また、前処理伝動系Bを構成する作業機HST23のトラニオン軸(図示せず)には、斜板角を操作して当該作業機HST23の変速操作を行うアクチュエータとしてのモータM1が一体的に取り付けられていると共に、作業機トランスミッション22の前処理出力軸26には、該前処理出力軸26の回転数(前処理部2の駆動速度)を検出する搬送回転検出センサS3が設けられており、更に刈取クラッチ38には、該刈取クラッチ38の入り切りを操作する前処理クラッチモータM2が設けられており、該前処理クラッチモータM2による刈取クラッチ38の入り切りを自動制御するように構成されている。
更に、上記各センサS2、S3と前記主変速レバー10に設けた強制掻込みスイッチ9aおよび倒伏スイッチ9bは、図4に示すように、制御部41を介して前記作業機HST23の変速操作を行うモータM1を制御して前処理部2の搬送駆動制御を行うようになっている。

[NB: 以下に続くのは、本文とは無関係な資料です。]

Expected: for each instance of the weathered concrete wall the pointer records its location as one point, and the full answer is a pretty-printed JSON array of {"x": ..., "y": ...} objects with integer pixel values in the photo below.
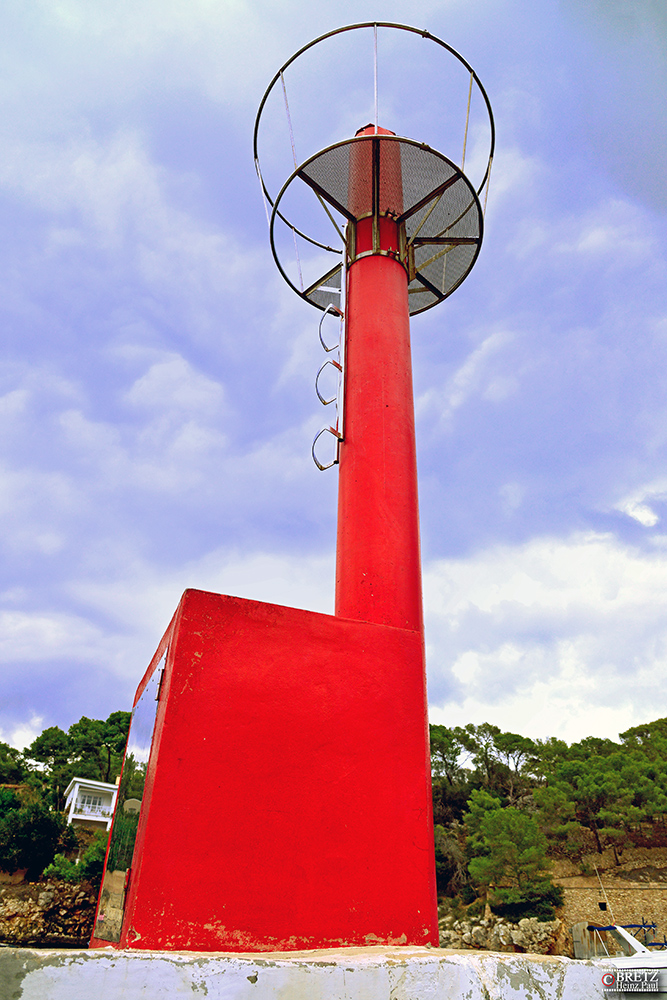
[{"x": 346, "y": 974}]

なお、42は倒伏スイッチ9bをONした際に点灯する倒伏ランプである。
すなわち、図5に示すように、まずトランスミッション回転検出センサS2による検出情報のデータ読み込みが行われ、次いで搬送回転検出センサS3による検出情報のデータ読み込みが行われる。その後、強制掻込みスイッチ9aがONかOFFかの判断がなされ、図6に示すように、当該強制掻込みスイッチ9aがON状態に押圧されている間は、走行速度の変化に関わらず、前処理部2の駆動速度(前処理回転数R)を変速操作する作業機HST23が一定に保持され(定速モード設定)、強制掻込みスイッチ9aを離すと自動的に次段の前処理部2の駆動速度が走行速度に連動する駆動制御となり、倒伏スイッチ9bのON・OFFの判断に移行する。

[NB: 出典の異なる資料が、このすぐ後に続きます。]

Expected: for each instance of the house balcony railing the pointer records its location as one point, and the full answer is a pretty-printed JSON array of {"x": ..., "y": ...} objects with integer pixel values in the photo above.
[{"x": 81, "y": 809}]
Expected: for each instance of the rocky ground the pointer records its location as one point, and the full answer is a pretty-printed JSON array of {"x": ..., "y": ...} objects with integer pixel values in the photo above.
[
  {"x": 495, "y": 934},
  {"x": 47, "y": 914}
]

そして上記倒伏スイッチ9bがOFF状態であるときには通常の連動駆動が行われ(標準速モード設定)、同スイッチ9bがON状態に押圧されていれば、標準速モードに比して前処理部2の駆動速度が増速された倒伏モード設定に切り換えられることになる。
したがって、コンバイン1の通常作業走行において、頻繁に操作する主変速レバー10を把持しているのみで、刈取脱穀作業に関する操作を、従来のように別の部位に設けた操作部にいちいち手を伸ばすことなく行うことができ、レバー操作に対する誤操作を未然に防止して機体走行に伴う刈取脱穀作業の安全性を確保することができる。

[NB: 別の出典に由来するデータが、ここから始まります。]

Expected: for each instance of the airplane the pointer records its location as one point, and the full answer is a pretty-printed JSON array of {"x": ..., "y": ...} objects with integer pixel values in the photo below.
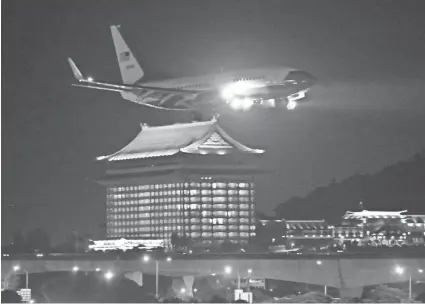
[{"x": 271, "y": 87}]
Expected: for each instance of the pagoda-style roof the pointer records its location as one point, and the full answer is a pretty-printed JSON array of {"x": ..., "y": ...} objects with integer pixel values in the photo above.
[
  {"x": 194, "y": 138},
  {"x": 374, "y": 214}
]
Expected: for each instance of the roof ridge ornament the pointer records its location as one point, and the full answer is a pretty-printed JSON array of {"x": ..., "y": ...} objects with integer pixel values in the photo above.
[{"x": 144, "y": 125}]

(a)はコンバインの全体側面図である。(b)は同上運転キャビン内の要部斜視図である。 (a)は主変速レバーの要部正面図である。(b)は同上要部側面図である。 コンバインの動力伝動系統図である。 各センサおよびスイッチ類の接続制御図である。 搬送駆動制御のフローチャート図である。 前処理駆動速度と走行速度との関係を示すグラフ図である。
符号の説明
12 エンジン
10 主変速レバー
A 走行伝動系
2 前処理部
B 前処理伝動系
1 コンバイン
9a 強制掻込みスイッチ(切換手段)
9b 倒伏スイッチ(モード切換スイッチ)

Claims (2)

  1. 処理部の駆動速度を
    走行速度が大きい時は大きく、走行速度が小さい時は小さくなるように連動する標準速モードと、
    走行速度が大きい時は大きく、走行速度が小さい時は小さくなるように連動すると共に、前記標準速モードに比して前処理部の駆動速度を増加させた倒伏モードと、
    走行速度の変化に関わらず一定に保持する定速モードとを設けると共に、
    前記標準速モードと倒伏モードとを切換可能なモード切換スイッチ(9b)と、
    前記標準速モード又は倒伏モードと、前記定速モードとを切換可能な切換手段(9a)を設け
    前記切換手段(9a)による切換を、モード切換スイッチ(9b)による切換より優先させて、前記モード切換スイッチ(9b)が標準速モード又は倒伏モードのどちらに切り換わっていても、前記切換手段(9a)を定速モードに切り換えた場合は、前処理部の駆動速度が一定に保持される、
    ことを特徴とするコンバインにおける前処理装置。
  2. 走行速度を変速する主変速レバー(10)を運転席(8)の側方前方に設け、モード切換スイッチ(9b)を前記主変速レバー(10)の後面に設けた、
    ことを特徴とする請求項1記載のコンバインにおける前処理装置。